Vous avez coordonné l’évaluation de l’impact des mesures du Plan National Santé Environnement -2 . Quel a été votre diagnostic ?
Pr D. Z.-N. Ce PNSE-2 a mobilisé pas mal d’énergie et d’acteurs, d’une façon coordonnée, donc plus efficace. Avec des résultats positifs, comme l’amélioration de la qualité des eaux de boisson. Mais pour la qualité de l’air, la situation française reste médiocre. Elle stagne depuis 10 ans. On en paie le prix avec des maladies cardiovasculaires et respiratoires et des cancers pulmonaires. Le bruit aussi reste un motif de plainte important en milieu urbain. De ces constats devra tenir compte le PNSE-3 en cours de préparation.
Les facteurs de risques environnementaux auront-ils un poids comparable à ceux de l’HTA, de la sédentarité, du tabac... ?

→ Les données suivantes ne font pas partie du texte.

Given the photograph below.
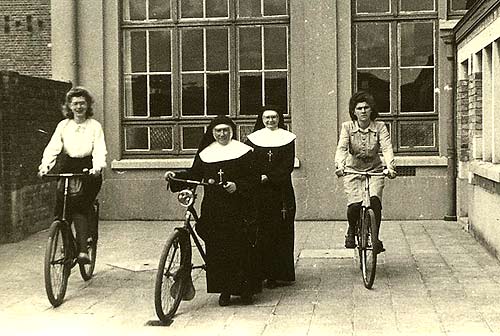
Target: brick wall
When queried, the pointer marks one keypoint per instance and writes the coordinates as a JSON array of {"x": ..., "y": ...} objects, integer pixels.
[
  {"x": 25, "y": 37},
  {"x": 475, "y": 115},
  {"x": 27, "y": 104}
]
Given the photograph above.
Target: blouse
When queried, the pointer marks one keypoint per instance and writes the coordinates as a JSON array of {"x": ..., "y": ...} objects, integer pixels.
[{"x": 77, "y": 141}]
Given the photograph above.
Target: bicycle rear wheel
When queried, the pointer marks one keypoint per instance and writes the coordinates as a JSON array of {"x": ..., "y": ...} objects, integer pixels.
[
  {"x": 56, "y": 264},
  {"x": 172, "y": 273},
  {"x": 367, "y": 256},
  {"x": 87, "y": 270}
]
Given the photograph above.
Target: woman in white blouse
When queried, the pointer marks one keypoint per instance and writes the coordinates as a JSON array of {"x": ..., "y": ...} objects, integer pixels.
[{"x": 78, "y": 143}]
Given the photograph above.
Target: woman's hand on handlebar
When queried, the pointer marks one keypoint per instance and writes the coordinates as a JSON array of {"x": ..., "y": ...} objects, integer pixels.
[{"x": 230, "y": 187}]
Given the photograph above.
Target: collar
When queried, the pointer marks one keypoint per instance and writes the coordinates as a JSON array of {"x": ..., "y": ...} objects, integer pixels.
[
  {"x": 372, "y": 127},
  {"x": 268, "y": 138},
  {"x": 216, "y": 152}
]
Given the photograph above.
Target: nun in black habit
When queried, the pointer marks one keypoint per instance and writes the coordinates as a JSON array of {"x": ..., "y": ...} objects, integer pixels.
[
  {"x": 227, "y": 220},
  {"x": 274, "y": 152}
]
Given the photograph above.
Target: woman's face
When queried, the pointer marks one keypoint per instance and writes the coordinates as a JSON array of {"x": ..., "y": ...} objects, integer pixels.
[
  {"x": 363, "y": 111},
  {"x": 222, "y": 134},
  {"x": 270, "y": 119},
  {"x": 78, "y": 106}
]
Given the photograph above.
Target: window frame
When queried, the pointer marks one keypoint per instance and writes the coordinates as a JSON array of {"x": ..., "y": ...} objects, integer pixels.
[{"x": 175, "y": 24}]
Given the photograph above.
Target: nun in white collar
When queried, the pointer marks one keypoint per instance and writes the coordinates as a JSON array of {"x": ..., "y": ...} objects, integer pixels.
[
  {"x": 274, "y": 152},
  {"x": 227, "y": 211}
]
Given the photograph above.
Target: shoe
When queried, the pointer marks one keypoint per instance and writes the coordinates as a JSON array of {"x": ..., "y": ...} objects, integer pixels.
[
  {"x": 350, "y": 242},
  {"x": 271, "y": 284},
  {"x": 83, "y": 258},
  {"x": 224, "y": 299},
  {"x": 378, "y": 247},
  {"x": 247, "y": 299}
]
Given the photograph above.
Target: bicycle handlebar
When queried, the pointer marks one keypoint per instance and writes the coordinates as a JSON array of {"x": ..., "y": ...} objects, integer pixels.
[{"x": 85, "y": 174}]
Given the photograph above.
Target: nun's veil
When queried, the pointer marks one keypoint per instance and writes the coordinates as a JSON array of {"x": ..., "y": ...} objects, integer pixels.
[
  {"x": 259, "y": 124},
  {"x": 208, "y": 137}
]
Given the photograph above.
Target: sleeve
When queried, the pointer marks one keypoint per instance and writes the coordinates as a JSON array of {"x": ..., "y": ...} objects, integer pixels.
[
  {"x": 53, "y": 149},
  {"x": 284, "y": 168},
  {"x": 386, "y": 146},
  {"x": 99, "y": 151},
  {"x": 342, "y": 147}
]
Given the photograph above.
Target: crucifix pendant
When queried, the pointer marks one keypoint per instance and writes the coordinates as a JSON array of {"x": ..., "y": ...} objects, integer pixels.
[{"x": 220, "y": 173}]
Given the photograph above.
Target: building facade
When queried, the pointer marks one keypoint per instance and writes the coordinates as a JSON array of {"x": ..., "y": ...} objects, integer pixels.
[{"x": 161, "y": 69}]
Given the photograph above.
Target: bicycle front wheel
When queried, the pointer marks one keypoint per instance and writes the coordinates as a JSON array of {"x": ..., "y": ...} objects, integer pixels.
[
  {"x": 56, "y": 264},
  {"x": 87, "y": 270},
  {"x": 171, "y": 276},
  {"x": 368, "y": 257}
]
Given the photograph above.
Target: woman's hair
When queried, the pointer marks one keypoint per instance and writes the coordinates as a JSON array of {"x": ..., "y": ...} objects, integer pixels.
[
  {"x": 259, "y": 124},
  {"x": 362, "y": 97},
  {"x": 208, "y": 137},
  {"x": 78, "y": 91}
]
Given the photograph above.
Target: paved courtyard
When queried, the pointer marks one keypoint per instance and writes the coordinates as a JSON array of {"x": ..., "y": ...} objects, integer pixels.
[{"x": 434, "y": 279}]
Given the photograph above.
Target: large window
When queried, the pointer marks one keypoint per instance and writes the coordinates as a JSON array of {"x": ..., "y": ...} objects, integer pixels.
[
  {"x": 395, "y": 57},
  {"x": 185, "y": 61}
]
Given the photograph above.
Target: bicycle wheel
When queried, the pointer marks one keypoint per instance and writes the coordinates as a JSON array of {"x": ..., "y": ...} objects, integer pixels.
[
  {"x": 87, "y": 270},
  {"x": 368, "y": 258},
  {"x": 56, "y": 265},
  {"x": 170, "y": 281}
]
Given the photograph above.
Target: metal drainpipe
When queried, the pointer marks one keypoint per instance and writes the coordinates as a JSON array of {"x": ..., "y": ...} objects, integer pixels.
[{"x": 451, "y": 214}]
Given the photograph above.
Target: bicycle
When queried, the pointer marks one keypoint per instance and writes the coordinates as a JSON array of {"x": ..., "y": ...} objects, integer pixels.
[
  {"x": 366, "y": 231},
  {"x": 61, "y": 251},
  {"x": 173, "y": 279}
]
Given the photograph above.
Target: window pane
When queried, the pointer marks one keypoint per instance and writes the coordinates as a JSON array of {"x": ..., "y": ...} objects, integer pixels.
[
  {"x": 372, "y": 6},
  {"x": 160, "y": 98},
  {"x": 191, "y": 137},
  {"x": 136, "y": 138},
  {"x": 159, "y": 50},
  {"x": 417, "y": 134},
  {"x": 192, "y": 49},
  {"x": 193, "y": 98},
  {"x": 276, "y": 89},
  {"x": 275, "y": 42},
  {"x": 217, "y": 94},
  {"x": 274, "y": 7},
  {"x": 377, "y": 82},
  {"x": 217, "y": 49},
  {"x": 136, "y": 96},
  {"x": 159, "y": 9},
  {"x": 191, "y": 8},
  {"x": 135, "y": 49},
  {"x": 420, "y": 5},
  {"x": 250, "y": 48},
  {"x": 249, "y": 8},
  {"x": 250, "y": 93},
  {"x": 417, "y": 44},
  {"x": 417, "y": 90},
  {"x": 161, "y": 138},
  {"x": 216, "y": 8},
  {"x": 372, "y": 45},
  {"x": 134, "y": 9}
]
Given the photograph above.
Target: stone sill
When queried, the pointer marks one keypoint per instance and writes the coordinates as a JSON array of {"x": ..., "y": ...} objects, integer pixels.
[
  {"x": 174, "y": 163},
  {"x": 488, "y": 170}
]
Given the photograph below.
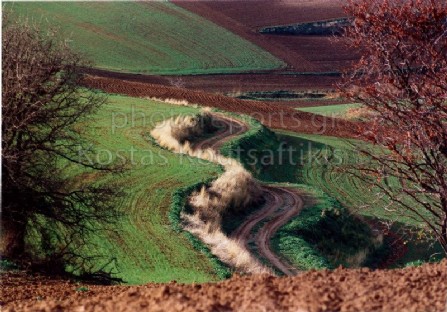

Pr D. Z.-N. L’environnement est à cent lieues d’avoir les mêmes effets sanitaires que le tabagisme ou l’alcoolisme ! Les pathologies liées à des facteurs environnementaux, dont le poids a reculé ces dernières décennies, donnent des signes discrets, non spécifiques. Il faut que le généraliste soit bien formé et informé et reste très attentif à un trouble qui s’installe de façon chronique, sans s’améliorer. Par exemple, face à un enfant qui présente un trouble de l’agitation ou de l’attention, il doit se demander s’il vit dans un milieu qui l’expose au plomb. Il ne doit pas hésiter à signaler des cas suspects, ni à participer à des projets de recherche sur ces questions. Il reste encore beaucoup à savoir pour poursuivre les progrès accomplis.